Considering the risk of coronary obstruction associated with redo TAVI in certain types of aortic root anatomy, these patients represent a somewhat self-selected population, with those having unfeasible root anatomy less likely to undergo redo TAVI1. There are three important technical challenges to consider during coronary re-access after redo TAVI, stemming from the inherent design of the index THV and its anatomic relationship with the coronary ostia after redo TAVI, making coronary access more challenging after redo TAVI compared to index TAVI. 1) Cylinder effect. In addition to the in situ barrier of native aortic valve leaflets, coronary re-access may be further impaired by a cylindrical cage created by vertical displacement of the leaflets of the first THV after redo TAVI. The height of the first THV leaflets may therefore impact significantly on the feasibility of coronary re-access after redo TAVI, particularly in supra-annular THVs with tall leaflets. 2) Cannulation through the THV stent frame. When the sinotubular junction (STJ) or coronary ostia are below the THV stent frame, one would need to traverse the stent frame to access the coronary artery. However, in cases where the STJ or coronary ostia are above the THV stent frame, coronary artery access can be performed relatively easily above the frame, rather than through the frame. Coronary re-access is therefore likely to be easier after intra-annular THVs with shorter stent frames. 3) Commissural misalignment. Unlike surgical aortic valve replacement (SAVR), in which consistent commissural alignment is possible, commissural alignment is not consistently feasible with current commercially available THVs2. This problem is further compounded by redo TAVI, with a greater possibility of both first and second THV commissural posts ending up in proximity to the coronary ostia and making coronary access more difficult.
In this issue of the Journal, Buzzatti et al provide insight into the potential risk of coronary access and obstruction after redo TAVI3.
Using an observational, retrospective cohort analysis, the investigators studied 221 patients who underwent computed tomography following TAVI with five different THVs. In addition to aortic root analysis, several anatomic considerations that may impact on the feasibility of coronary re-access after redo TAVI were evaluated, including final THV position relative to the annulus and coronary ostia, THV commissural alignment, valve-to-aorta distance (VTA) as the shortest distance between the THV frame and the aortic wall above the coronary ostium, and valve-to-coronary distance (VTC) as the distance between the THV frame and coronary ostium.

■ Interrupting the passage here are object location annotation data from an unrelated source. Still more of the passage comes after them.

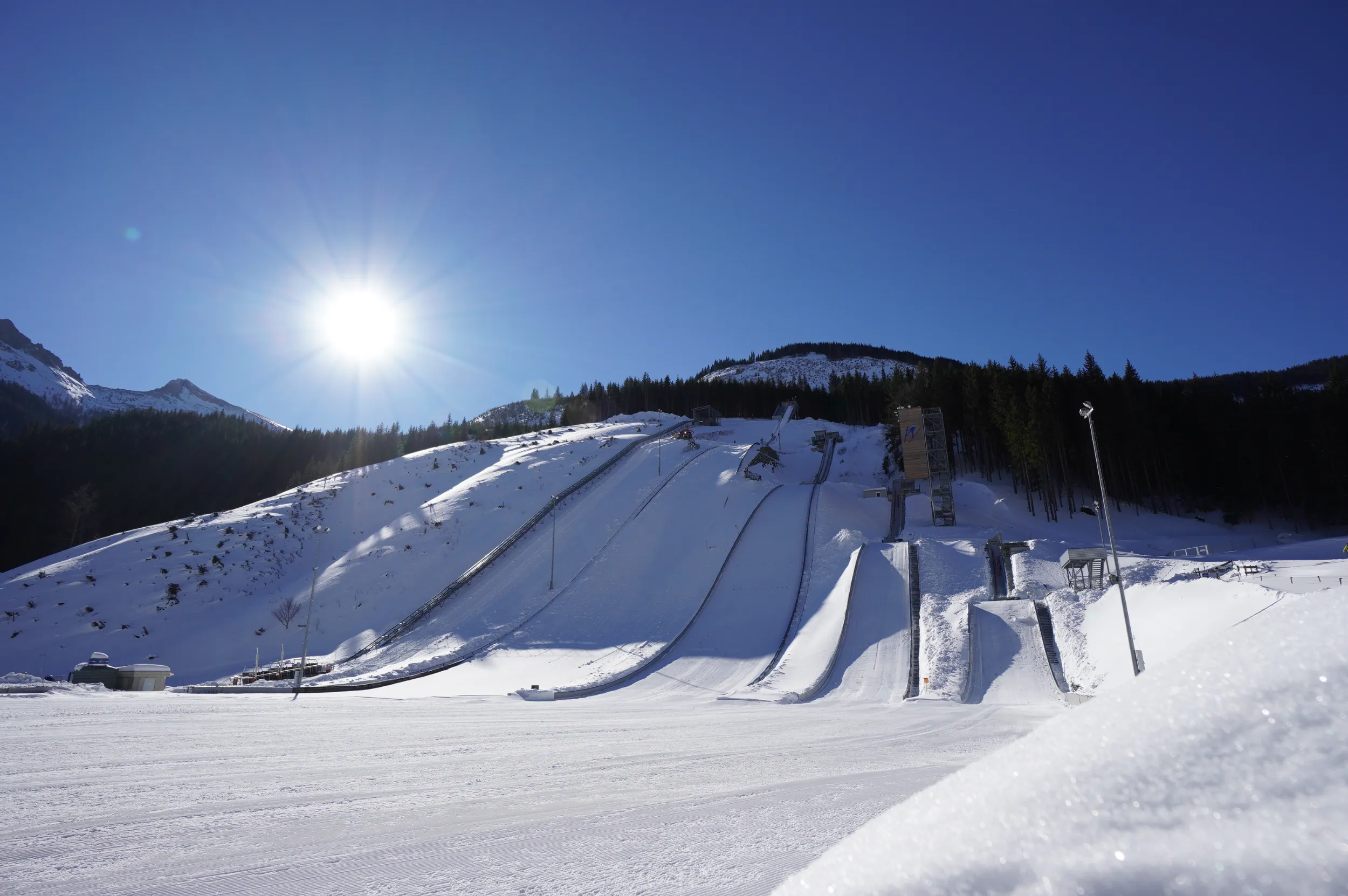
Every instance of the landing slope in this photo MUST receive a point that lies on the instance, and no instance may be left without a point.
(743, 623)
(1007, 663)
(630, 601)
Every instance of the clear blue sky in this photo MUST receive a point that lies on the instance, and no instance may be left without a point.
(551, 193)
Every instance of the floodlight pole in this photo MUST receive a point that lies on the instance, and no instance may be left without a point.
(309, 616)
(1087, 410)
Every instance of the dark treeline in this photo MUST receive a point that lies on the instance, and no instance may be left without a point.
(832, 351)
(1271, 449)
(66, 484)
(1241, 445)
(1270, 445)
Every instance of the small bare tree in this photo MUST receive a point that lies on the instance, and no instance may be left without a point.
(286, 611)
(81, 506)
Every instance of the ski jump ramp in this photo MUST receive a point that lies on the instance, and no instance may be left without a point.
(855, 642)
(1007, 658)
(629, 603)
(739, 630)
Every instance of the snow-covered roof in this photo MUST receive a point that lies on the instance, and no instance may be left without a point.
(813, 368)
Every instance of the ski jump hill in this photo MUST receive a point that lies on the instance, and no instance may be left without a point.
(619, 560)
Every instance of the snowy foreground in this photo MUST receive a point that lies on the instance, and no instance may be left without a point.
(732, 663)
(336, 794)
(1222, 771)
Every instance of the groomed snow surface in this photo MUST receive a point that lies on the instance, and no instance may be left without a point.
(1222, 771)
(737, 655)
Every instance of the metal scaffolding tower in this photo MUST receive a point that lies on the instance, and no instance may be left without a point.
(940, 476)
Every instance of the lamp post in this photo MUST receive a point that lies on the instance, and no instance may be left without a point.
(309, 616)
(1087, 410)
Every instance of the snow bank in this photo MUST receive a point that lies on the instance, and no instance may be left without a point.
(1222, 771)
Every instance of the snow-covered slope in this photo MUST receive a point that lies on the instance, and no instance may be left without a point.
(37, 370)
(1220, 771)
(815, 368)
(532, 413)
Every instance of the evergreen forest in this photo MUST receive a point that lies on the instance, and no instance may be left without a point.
(1243, 446)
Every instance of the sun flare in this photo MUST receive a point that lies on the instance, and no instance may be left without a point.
(360, 324)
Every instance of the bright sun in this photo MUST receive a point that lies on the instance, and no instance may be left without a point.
(360, 324)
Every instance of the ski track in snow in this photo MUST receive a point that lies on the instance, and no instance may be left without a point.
(341, 794)
(654, 786)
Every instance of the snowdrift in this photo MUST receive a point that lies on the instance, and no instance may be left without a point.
(1220, 771)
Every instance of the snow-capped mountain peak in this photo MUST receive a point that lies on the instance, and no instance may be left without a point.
(31, 367)
(813, 367)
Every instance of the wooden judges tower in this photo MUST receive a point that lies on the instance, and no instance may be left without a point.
(926, 457)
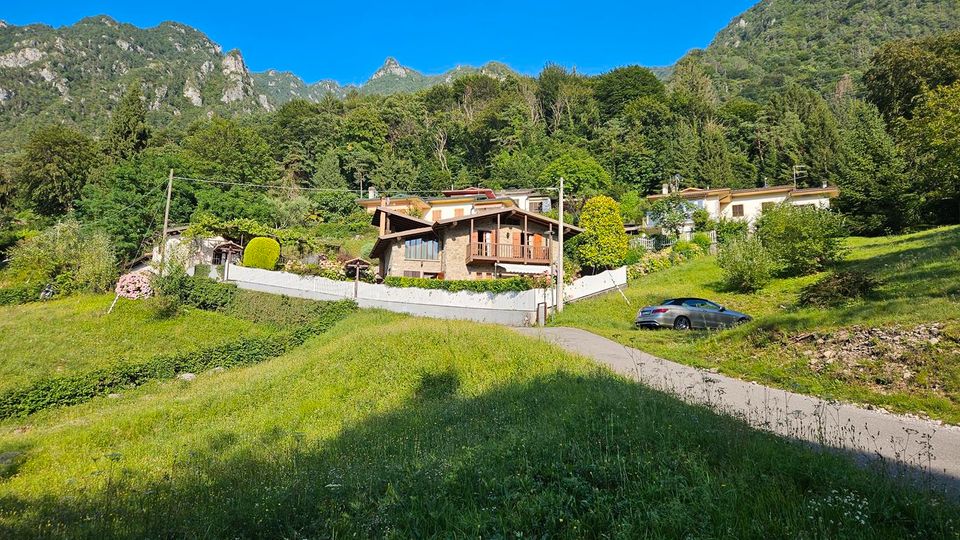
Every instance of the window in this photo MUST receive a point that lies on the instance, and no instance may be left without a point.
(419, 248)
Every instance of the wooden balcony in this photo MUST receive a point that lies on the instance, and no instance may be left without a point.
(515, 253)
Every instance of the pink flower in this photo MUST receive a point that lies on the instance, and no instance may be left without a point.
(135, 286)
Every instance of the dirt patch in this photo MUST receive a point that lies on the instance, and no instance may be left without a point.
(885, 358)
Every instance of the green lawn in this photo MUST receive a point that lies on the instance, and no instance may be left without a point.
(74, 334)
(921, 284)
(389, 426)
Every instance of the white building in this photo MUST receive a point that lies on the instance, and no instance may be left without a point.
(748, 204)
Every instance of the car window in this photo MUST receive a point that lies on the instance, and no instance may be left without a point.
(705, 304)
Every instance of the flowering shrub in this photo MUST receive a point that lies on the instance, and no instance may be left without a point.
(655, 261)
(326, 269)
(135, 286)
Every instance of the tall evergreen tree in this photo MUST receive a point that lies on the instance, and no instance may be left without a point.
(128, 133)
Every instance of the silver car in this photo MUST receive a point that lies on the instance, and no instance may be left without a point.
(687, 313)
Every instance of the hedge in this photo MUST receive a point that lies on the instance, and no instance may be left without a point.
(74, 389)
(513, 284)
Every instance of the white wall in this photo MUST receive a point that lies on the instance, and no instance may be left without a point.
(511, 308)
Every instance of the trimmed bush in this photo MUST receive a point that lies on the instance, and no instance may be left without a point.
(731, 229)
(702, 240)
(603, 243)
(688, 250)
(480, 285)
(838, 288)
(804, 239)
(261, 252)
(747, 265)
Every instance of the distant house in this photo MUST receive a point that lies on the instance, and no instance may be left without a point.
(458, 202)
(467, 234)
(213, 250)
(748, 204)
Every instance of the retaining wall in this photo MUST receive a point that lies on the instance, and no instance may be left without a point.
(510, 308)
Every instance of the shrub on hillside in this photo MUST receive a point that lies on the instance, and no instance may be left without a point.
(513, 284)
(747, 265)
(837, 288)
(73, 258)
(702, 240)
(687, 249)
(603, 242)
(634, 255)
(803, 239)
(261, 252)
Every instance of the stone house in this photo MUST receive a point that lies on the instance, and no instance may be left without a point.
(485, 243)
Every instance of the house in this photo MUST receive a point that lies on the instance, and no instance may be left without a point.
(748, 204)
(458, 202)
(213, 250)
(463, 240)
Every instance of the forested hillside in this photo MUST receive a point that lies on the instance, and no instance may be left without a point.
(887, 139)
(815, 43)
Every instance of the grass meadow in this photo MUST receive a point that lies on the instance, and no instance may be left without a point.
(920, 283)
(391, 426)
(74, 334)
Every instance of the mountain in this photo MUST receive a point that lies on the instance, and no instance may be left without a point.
(814, 42)
(78, 73)
(390, 78)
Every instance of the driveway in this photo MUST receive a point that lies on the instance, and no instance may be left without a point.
(922, 450)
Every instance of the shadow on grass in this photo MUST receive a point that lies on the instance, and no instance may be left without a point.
(558, 456)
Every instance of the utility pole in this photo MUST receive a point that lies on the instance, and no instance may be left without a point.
(166, 223)
(560, 254)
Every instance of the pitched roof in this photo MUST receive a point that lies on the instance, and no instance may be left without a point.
(530, 215)
(406, 220)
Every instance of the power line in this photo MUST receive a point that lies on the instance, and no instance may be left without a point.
(331, 190)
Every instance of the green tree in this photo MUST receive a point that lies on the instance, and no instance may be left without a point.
(126, 199)
(53, 167)
(616, 88)
(128, 133)
(874, 192)
(901, 70)
(671, 213)
(934, 144)
(581, 173)
(603, 243)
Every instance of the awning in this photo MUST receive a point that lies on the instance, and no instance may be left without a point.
(524, 268)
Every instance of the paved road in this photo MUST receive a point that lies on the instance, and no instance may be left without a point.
(921, 449)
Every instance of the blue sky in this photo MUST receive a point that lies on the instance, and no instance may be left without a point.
(348, 41)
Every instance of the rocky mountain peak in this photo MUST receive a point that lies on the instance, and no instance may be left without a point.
(392, 67)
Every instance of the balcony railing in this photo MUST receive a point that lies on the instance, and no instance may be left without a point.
(507, 252)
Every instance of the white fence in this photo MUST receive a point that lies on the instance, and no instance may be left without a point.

In patients with coronary ostium below the THV commissure, the investigators defined VTA <2 mm as being an increased risk of impaired coronary access, and VTC <2 mm as being an increased risk of coronary obstruction. On the basis of this definition, 55.6% of patients had an increased risk of impaired coronary access, and 14.9% had an increased risk of coronary obstruction. Smaller and shorter STJs were identified as anatomic predictors of impaired coronary access after redo TAVI, while supra-annular THVs, THV oversizing, height of index THV leaflets and higher implantation depth were identified as procedural predictors. Severe commissural misalignment or THV commissure-coronary angle <20° was seen in 27.5% for the left main and 28.3% for the right coronary artery.
The predicted risk of impaired coronary access and coronary obstruction after redo TAVI in the current study was higher than that reported in prior studies4,5. This observed difference could be due to: a) differences in patient populations, with this study conducted in all-comers in elderly TAVI patients; b) smaller mean aortic root dimensions, again possibly due to older patients with smaller aortic root anatomies; c) differences in THV types, with over 70% of this study cohort comprising supra-annular THVs. Due to their inherent design, supra-annular THVs present challenges in coronary re-access, which is corroborated in the present study, along with the height of the first THV leaflets being the most important procedural predictor of impaired access. Coronary re-access is further compounded by the tall THV frame and the need to achieve a shallower implant depth to mitigate new conduction disturbances requiring a permanent pacemaker. Appropriate THV selection at index TAVI, as demonstrated in a recent study, remains crucial to anticipate the feasibility of coronary re-access and redo TAVI5.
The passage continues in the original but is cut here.